Activist Empowers People with Disabilities

Thomas J. “T.J.” Hill, JD ’03

T.J. Hill, who has lifelong learning disabilities, strives to develop social policy for other people with disabilities through his career and civic activities. (Rob Brown)

Thomas J. “T.J.” Hill aims to “obtain the greatest number of mental health services for the greatest number of people.” He works toward this great goal as mental health policy director at Los Angeles’ Association of Community Human Services Agencies. Hill also serves on the board of the American Civil Liberties Union (ACLU) of Southern California, which he calls “one of the most progressive in the country,” and as a commissioner on the City of Santa Monica Disabilities Commission. Through these activities, Hill, JD ’03, fulfills the “obligation that came out of law school and, even before that, the desire to give back as an active member of my community,” he says.

His accomplishments are impressive enough on their own. What further distinguishes him is that he reached this point despite lifelong learning disabilities. Although the diagnosis initially was not easy for him, he embraces it today. “My disability is as much of a benefit as a problem,” he says. “I approach problem-solving from a perspective that is indicative of my disability but also reflects how I see the world.”

As a third-grader, Hill couldn’t read and was diagnosed with dyslexia, dyscalculia, dysgraphia and attention deficit hyperactivity disorder. His teacher told his parents he would never finish high school. They rejected this prognosis. Hill’s father, Thomas Charles Hill, MD ’71, a doctor in Boston, experiences similar processing disorders, which remained undiagnosed during his childhood. Hill’s sister, Melissa, grew up with learning disabilities and cerebral palsy.

“Our family normalized disability,” Hill says. “We looked at it as a typical obstacle in life that was not going to limit our ability to pursue the career we wanted or any of our dreams.”

Hill enrolled in a school with a strong special education program. There, he learned to value his perspective but “present information the way my teachers expected me to,” he says. He later transferred to a college preparatory school before attending the University of Arizona, where he majored in psychology and minored in special education and rehabilitation.

After college, Hill designed community support programs for adults with developmental disabilities and traumatic brain injuries. But he became frustrated by his limitations as a service provider: “I wanted to do something more to impact policy development,” he says. “For me, law school provided the answer to that.”

Throughout his time at Washington University School of Law, Hill pursued his goal by focusing on public interest law and civil rights. At the local ACLU, subsidized by a Dagen-Legomsky Summer Public Interest Fellowship, he helped effect social change by working on civil rights cases involving discrimination, free speech and the death penalty. He served as a summer associate at Disability Rights Advocates, a public interest litigation firm in California’s Bay Area. Through the university’s Congressional and Administrative Law Clinic in Washington, D.C., he interned with Sen. Tom Harkin (Iowa), author of the Americans with Disabilities Act. Hill calls this internship inspirational, adding, “It pushed me to do my current policy work.”

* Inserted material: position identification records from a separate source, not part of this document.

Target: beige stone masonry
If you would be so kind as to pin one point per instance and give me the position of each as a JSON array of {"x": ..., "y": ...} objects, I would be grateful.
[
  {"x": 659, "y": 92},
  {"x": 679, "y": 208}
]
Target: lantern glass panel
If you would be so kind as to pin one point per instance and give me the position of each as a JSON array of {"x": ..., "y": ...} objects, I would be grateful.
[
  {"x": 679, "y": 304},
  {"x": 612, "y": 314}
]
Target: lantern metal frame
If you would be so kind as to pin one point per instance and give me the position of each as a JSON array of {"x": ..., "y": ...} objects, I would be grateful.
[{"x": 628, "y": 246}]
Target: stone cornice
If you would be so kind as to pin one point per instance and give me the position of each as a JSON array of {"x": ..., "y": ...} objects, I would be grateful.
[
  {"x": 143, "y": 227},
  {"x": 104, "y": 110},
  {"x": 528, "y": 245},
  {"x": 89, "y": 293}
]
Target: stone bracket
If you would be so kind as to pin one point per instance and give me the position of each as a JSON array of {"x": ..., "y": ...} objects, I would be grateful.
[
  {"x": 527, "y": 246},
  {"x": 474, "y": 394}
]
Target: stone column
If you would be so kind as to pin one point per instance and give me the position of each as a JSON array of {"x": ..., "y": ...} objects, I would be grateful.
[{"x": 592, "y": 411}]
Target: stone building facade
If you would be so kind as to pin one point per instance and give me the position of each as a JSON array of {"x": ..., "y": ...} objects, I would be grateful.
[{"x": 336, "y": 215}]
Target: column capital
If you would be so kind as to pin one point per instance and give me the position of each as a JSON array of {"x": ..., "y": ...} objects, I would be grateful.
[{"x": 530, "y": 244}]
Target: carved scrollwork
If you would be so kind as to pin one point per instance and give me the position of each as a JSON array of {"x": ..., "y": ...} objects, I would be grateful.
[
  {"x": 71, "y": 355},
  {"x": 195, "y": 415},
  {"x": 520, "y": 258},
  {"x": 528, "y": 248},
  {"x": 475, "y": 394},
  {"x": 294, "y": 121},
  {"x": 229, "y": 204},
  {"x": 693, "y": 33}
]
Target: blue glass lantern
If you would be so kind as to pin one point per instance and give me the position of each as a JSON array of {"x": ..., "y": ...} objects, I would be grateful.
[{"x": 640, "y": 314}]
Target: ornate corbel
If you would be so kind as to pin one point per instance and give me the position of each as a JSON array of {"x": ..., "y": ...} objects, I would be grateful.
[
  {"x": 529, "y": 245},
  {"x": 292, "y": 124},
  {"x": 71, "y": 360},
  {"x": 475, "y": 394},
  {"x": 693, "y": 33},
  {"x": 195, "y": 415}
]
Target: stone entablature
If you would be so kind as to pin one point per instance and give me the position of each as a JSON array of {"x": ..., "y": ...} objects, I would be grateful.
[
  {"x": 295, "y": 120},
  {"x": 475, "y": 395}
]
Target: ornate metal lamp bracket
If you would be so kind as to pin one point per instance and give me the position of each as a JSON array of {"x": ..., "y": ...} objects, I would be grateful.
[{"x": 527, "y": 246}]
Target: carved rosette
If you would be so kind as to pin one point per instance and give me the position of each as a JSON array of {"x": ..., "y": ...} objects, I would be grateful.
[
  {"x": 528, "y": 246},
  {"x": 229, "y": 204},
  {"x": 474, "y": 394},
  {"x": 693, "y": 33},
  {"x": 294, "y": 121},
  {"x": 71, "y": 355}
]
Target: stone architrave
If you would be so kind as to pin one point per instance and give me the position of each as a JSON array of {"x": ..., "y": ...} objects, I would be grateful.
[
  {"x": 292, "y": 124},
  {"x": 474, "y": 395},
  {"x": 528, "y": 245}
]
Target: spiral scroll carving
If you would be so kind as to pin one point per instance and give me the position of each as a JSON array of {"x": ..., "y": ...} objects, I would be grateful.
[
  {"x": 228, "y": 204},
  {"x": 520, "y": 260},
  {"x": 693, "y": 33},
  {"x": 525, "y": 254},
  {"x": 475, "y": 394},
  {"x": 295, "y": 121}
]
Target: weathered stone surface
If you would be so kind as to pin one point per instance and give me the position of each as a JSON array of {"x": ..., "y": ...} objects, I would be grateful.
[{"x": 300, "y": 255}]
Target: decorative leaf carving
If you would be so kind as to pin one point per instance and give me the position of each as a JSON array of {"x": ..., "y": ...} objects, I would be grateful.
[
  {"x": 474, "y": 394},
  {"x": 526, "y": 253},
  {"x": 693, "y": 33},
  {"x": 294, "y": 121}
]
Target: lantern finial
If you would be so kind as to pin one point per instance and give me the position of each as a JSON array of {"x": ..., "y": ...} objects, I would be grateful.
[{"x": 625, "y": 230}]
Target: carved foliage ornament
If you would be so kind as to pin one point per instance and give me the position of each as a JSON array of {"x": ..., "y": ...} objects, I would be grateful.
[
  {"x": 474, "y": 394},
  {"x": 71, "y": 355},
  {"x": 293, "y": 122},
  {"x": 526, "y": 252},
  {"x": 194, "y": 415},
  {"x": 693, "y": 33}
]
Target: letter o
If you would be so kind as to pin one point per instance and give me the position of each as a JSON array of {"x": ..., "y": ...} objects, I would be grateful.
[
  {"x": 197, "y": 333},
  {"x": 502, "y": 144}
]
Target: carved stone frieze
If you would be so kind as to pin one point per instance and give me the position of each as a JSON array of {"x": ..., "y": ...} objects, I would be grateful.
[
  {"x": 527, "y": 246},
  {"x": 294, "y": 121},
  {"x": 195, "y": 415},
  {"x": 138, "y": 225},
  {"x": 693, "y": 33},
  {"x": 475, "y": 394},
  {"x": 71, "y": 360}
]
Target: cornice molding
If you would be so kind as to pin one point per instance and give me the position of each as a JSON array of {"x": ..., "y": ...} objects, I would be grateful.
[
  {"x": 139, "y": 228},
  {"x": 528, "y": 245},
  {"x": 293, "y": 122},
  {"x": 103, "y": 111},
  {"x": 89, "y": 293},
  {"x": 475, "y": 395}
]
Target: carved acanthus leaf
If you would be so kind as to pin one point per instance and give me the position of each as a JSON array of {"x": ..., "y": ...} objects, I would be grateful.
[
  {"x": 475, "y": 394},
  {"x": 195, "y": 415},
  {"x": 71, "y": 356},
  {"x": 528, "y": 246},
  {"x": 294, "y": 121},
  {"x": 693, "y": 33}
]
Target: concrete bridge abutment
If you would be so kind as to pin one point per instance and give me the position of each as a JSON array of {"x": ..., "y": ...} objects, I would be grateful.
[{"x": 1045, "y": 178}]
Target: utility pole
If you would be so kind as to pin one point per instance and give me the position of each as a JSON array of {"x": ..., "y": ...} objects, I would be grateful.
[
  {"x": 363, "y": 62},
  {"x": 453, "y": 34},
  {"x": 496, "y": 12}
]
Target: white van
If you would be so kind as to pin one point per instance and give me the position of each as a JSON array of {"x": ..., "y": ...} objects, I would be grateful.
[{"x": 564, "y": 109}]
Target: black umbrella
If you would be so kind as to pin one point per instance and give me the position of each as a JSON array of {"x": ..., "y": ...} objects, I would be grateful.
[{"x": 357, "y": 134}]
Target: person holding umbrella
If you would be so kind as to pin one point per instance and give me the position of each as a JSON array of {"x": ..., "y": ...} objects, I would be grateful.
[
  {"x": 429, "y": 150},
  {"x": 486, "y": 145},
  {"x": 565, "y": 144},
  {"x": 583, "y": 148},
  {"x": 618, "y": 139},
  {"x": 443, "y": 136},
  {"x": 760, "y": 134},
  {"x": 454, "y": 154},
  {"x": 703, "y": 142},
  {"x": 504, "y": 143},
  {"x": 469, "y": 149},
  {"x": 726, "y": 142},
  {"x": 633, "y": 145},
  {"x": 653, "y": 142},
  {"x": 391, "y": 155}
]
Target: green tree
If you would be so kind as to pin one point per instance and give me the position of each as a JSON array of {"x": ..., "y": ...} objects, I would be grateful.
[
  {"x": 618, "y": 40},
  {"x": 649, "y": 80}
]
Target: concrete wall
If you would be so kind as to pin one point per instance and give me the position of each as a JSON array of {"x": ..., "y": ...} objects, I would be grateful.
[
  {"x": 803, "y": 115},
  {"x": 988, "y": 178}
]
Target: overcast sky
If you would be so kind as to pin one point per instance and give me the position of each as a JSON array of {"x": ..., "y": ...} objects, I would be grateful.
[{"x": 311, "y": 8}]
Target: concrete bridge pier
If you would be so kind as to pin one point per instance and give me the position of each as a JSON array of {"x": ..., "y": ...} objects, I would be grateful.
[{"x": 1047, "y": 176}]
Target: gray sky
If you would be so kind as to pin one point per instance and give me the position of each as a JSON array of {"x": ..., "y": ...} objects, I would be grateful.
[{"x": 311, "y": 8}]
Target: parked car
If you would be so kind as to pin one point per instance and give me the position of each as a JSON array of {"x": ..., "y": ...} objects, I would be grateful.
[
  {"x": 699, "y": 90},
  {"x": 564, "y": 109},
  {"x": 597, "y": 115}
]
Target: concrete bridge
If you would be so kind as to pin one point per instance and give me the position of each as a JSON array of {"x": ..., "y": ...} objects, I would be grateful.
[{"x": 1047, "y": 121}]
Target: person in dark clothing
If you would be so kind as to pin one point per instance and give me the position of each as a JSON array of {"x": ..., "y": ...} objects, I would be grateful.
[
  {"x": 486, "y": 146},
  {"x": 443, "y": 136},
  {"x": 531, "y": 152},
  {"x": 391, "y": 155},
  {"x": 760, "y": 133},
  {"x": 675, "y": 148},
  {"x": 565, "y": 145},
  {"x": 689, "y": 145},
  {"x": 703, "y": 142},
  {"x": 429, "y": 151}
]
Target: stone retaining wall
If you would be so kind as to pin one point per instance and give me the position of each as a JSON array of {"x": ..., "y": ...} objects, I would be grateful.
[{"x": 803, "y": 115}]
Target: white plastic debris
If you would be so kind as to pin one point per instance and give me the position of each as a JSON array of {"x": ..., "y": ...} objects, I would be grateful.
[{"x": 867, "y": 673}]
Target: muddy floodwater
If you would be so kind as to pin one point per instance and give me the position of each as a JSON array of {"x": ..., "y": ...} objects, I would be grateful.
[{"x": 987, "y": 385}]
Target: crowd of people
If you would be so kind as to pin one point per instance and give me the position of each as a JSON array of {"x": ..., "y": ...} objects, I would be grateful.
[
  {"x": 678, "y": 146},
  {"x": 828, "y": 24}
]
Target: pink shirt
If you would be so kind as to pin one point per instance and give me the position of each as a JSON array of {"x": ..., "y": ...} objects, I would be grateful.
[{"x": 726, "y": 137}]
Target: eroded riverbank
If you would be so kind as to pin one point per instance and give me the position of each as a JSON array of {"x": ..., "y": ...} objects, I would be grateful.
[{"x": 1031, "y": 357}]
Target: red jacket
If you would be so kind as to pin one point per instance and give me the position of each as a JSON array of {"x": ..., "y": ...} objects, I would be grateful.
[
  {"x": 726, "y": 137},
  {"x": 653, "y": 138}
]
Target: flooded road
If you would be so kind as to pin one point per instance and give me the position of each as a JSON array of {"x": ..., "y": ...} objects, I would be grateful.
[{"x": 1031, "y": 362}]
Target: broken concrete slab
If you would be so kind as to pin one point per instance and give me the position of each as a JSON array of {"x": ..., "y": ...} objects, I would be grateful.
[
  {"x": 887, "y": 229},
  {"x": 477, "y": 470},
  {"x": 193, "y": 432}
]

While at the university, Hill met his partner, Jay Heiserman. Heiserman, now a television art director, moved to California after graduating from Webster University. Two years later, Hill followed him, initially working as a program director at Los Angeles’ Disability Rights Legal Center. Though he enjoyed the job, it renewed his desire to develop, rather than enforce, policy. That brought him to the Association of Community Human Services Agencies (ACHSA).

“It’s a great fit. I am filled with the same excitement that I had when I was in Washington,” he says. “Health care is a really interesting place to be right now, and mental health is a natural extension of my work with disability rights.”

Though he’s considered a future in policymaking or politics, it’s still an open question, he says. “I’ve only been at ACHSA for a year, and I don’t know where this position will take me.”

No matter where he ends up, however, Hill will continue to empower others with disabilities. In the meantime, he and Heiserman keep busy with work and community activities. “You find the time to do the things that really matter to you,” he says.

Beth Herstein, AB ’83, is a freelance writer based in New York City.